Some of the decisions he makes and particularly some of the things he says have been known to border Bizarro World at times.
“I think it’s more on the outside perimeter,” Lee said. “We’re not worried about it all. It’s not a distraction to us.”
Lee made his seventh straight start at quarterback Saturday, guiding the No. 1-ranked Tigers to a 38-7 win over Tennessee at Neyland Stadium.
A fifth-year senior, Lee threw two more touchdown passes Saturday and has 10 for the season and one interception. In fact, the Tigers (7-0, 4-0) have now gone 48 offensive possessions without a turnover, and Lee has been the picture of efficiency in leading this offense.
He’s been steady, smart and productive.
Yet, when the second half began Saturday with LSU still trying to put Tennessee away after leading 17-7 at the half, Jefferson was the Tigers’ quarterback … and not Lee.
“We’re going to keep chugging, and it doesn’t matter who the quarterback is,” LSU sophomore running back Spencer Ware said.
Obviously not, but most coaches go out of their way not to tinker with something that’s working, especially when it rises to the level of seven straight wins by double digits and a No. 1 ranking.
But, then, Miles isn’t most coaches, and he wants to make one thing very clear: He’s going to play both quarterbacks the rest of the way.
“I like using both quarterbacks,” Miles said. “I think that’s what works best and what we need to do. Both guys can do different things. We like to do that, and we’ll continue to do that. There’s a want for both guys to have success and have team success.”
Asked specifically if Lee was still the starter, Miles said, “We’re going to go just like we’ve gone.
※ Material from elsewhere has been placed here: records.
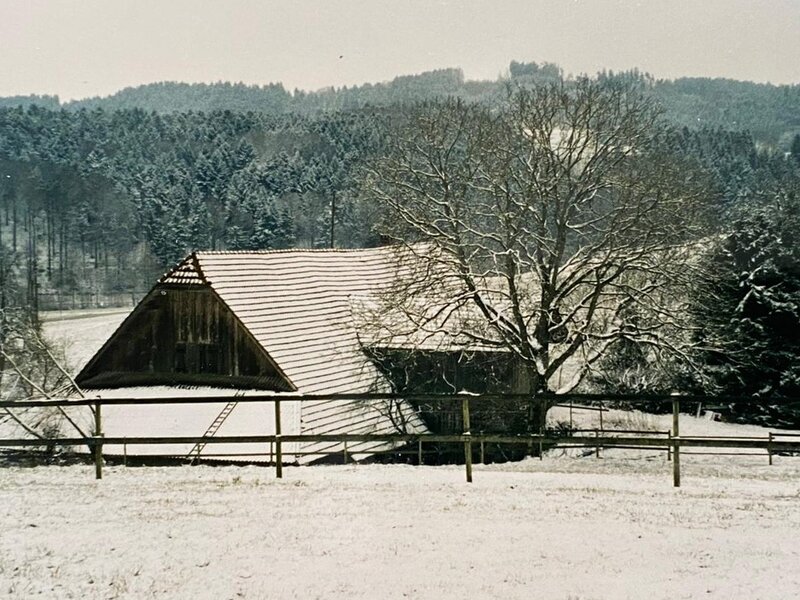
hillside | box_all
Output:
[0,61,800,150]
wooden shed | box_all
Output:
[76,248,432,463]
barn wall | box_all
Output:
[78,285,289,390]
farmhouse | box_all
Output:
[76,248,524,463]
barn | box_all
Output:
[76,248,512,464]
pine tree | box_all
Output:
[694,179,800,425]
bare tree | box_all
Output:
[366,78,707,418]
[0,308,86,445]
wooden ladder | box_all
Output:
[186,394,241,464]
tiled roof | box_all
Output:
[161,248,432,452]
[180,248,404,394]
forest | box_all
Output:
[0,62,800,418]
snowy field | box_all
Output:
[39,308,131,373]
[0,451,800,600]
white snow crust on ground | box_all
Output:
[0,451,800,600]
[39,308,131,374]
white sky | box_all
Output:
[0,0,800,100]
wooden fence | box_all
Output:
[0,394,800,487]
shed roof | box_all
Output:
[160,248,406,394]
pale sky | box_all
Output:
[0,0,800,100]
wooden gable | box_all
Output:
[77,279,295,391]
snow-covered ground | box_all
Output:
[17,311,800,600]
[0,451,800,600]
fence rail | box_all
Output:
[0,394,800,487]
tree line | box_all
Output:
[0,68,800,424]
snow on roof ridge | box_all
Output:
[195,246,398,256]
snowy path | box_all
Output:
[0,457,800,600]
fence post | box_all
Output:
[539,396,547,460]
[594,429,600,458]
[667,430,672,462]
[275,398,283,479]
[94,402,103,479]
[767,431,772,466]
[461,396,472,483]
[672,398,681,487]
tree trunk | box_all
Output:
[511,361,550,456]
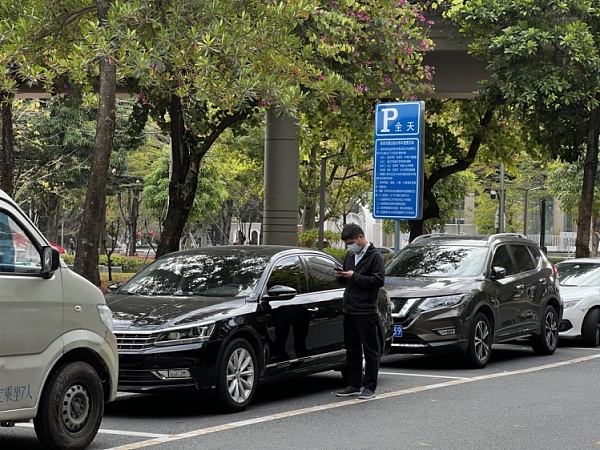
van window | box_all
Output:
[0,211,41,274]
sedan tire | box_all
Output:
[216,339,258,412]
[581,308,600,347]
[465,313,492,369]
[531,305,558,355]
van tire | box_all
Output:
[33,361,104,450]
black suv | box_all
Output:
[385,233,563,368]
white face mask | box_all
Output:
[348,244,360,253]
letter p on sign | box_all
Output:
[381,108,398,133]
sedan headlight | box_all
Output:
[155,322,215,347]
[419,294,465,311]
[96,303,112,331]
[563,298,581,309]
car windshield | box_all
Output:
[556,262,600,286]
[385,245,488,277]
[119,253,269,297]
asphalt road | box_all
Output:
[0,343,600,450]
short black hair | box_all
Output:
[342,223,365,241]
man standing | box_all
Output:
[335,224,385,399]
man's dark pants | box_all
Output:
[344,314,379,391]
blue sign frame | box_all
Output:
[373,101,425,220]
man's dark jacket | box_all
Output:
[338,243,385,314]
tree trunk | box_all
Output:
[156,95,204,258]
[575,108,600,258]
[408,220,423,242]
[0,95,15,196]
[43,192,61,242]
[156,95,249,258]
[74,0,117,286]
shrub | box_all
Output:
[61,254,152,273]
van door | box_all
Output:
[0,205,63,411]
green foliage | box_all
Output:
[298,228,341,248]
[450,0,600,160]
[60,254,152,273]
[546,158,600,219]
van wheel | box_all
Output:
[33,361,104,450]
[581,308,600,347]
[465,313,492,369]
[531,305,558,355]
[216,339,258,412]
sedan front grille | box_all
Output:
[115,331,159,351]
[392,298,408,314]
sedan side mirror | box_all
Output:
[107,283,123,292]
[265,284,298,300]
[490,266,506,280]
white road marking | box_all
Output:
[107,354,600,450]
[15,422,169,438]
[379,371,469,380]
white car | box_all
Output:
[556,258,600,347]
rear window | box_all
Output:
[385,245,488,277]
[556,263,600,286]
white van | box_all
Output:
[0,190,118,450]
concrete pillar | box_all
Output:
[263,112,300,246]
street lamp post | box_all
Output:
[523,186,544,236]
[317,153,342,251]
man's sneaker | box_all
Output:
[335,386,360,397]
[358,388,375,400]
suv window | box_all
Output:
[385,245,488,277]
[305,255,342,292]
[0,211,41,274]
[510,244,536,272]
[492,245,517,275]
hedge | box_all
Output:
[61,254,153,273]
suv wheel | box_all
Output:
[466,313,492,369]
[581,308,600,347]
[531,305,558,355]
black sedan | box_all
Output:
[106,245,393,411]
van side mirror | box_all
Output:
[490,266,506,280]
[40,245,60,278]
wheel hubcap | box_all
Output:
[227,348,254,403]
[61,384,90,431]
[474,321,490,361]
[546,312,558,348]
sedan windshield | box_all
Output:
[385,245,488,277]
[556,263,600,286]
[119,254,269,297]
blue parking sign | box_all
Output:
[373,101,425,220]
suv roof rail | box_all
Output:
[410,234,431,244]
[488,233,527,242]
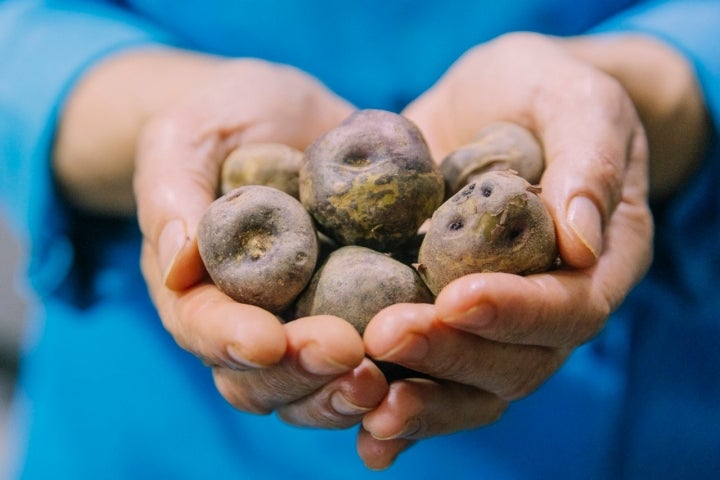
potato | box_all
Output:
[220,143,304,198]
[296,245,434,335]
[417,171,558,295]
[300,110,444,252]
[440,122,545,197]
[198,185,318,314]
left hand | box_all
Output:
[358,34,653,468]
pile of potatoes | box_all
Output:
[198,110,558,334]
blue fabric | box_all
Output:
[0,0,720,479]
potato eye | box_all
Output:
[480,182,493,198]
[448,218,465,232]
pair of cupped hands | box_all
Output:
[134,35,653,468]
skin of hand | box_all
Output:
[357,33,708,469]
[55,50,388,428]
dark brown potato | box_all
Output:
[220,143,304,198]
[300,110,444,252]
[296,246,434,335]
[417,171,558,295]
[198,185,318,314]
[440,122,545,197]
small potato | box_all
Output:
[296,245,434,335]
[220,143,304,198]
[417,171,558,295]
[300,110,444,252]
[198,185,318,315]
[440,122,545,197]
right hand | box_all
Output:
[134,56,388,428]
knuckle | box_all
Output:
[213,367,273,415]
[498,348,562,401]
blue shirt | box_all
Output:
[0,0,720,479]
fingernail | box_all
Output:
[330,392,372,416]
[567,196,602,259]
[158,219,187,282]
[444,303,497,330]
[375,333,430,362]
[299,343,356,375]
[225,345,263,370]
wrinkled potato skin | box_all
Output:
[220,143,304,199]
[198,185,318,314]
[440,122,545,197]
[296,246,434,335]
[417,171,558,295]
[300,110,444,252]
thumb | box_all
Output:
[536,78,647,268]
[134,116,223,290]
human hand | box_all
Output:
[134,56,387,428]
[358,34,653,468]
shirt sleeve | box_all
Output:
[595,0,720,132]
[0,0,178,295]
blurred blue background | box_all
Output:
[0,215,26,465]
It’s going to be our call, the offensive coaches’ call and my call, and it’s just that simple.”
Jefferson, in his third game back since being reinstated to the team, played most of the way in the second half.
And even though he threw the ball just three times the whole game, he was plenty effective. He guided the Tigers on a 12-play, 66-yard touchdown drive and then a 16-play, 99-yard touchdown drive.
The Vols (3-3, 0-3) didn’t even have the ball eight minutes in the second half. Their third and final possession of the second half came with 1:35 to play and the outcome long since decided.
LSU threw the ball just five times after halftime and cranked up a running game that has pounded teams into submission all season in the second half. The Tigers finished with 260 rushing yards against the Vols, and 196 of those came after the break.
Ware said the Tigers can sense when they’re about to break a team.
“When we get that feeling, that’s when you see us at our best,” Ware said.
Jefferson wasn’t made available to the media after the game. He’s talked only once since having his felony second-degree battery charge dropped to a misdemeanor and rejoining the team earlier this month.
Immediately, the LSU players welcomed Jefferson back, and several of them said there was an empty feeling without him those first four games.
At the same time, they’ve been outspoken about how well Lee has played, and probably the real key in making this whole dual-quarterback system work is the way Lee has handled everything.
“I’m not concerned at all,” Lee said. “Jordan brings something else to the table athletically at quarterback. You saw him run the ball tonight, and that’s something he does a little bit better.
“If that’s what needs to happen, that’s what we’ll continue to do.”
Lee said he didn’t find out that he wasn’t starting the second half until the team was back out on the field.
“We were warming up, and I was told it was a change that was going to happen,” Lee said. “I was all for it.”
His LSU teammates are all for whatever is going to get them to the SEC championship game and ultimately the Allstate BCS National Championship Game.
“We’re going to do whatever it takes to win,” Ware said. “If it takes two quarterbacks, we’re going to do it.
“This is our year, and we’re going to do whatever it takes to take it to the promised land.”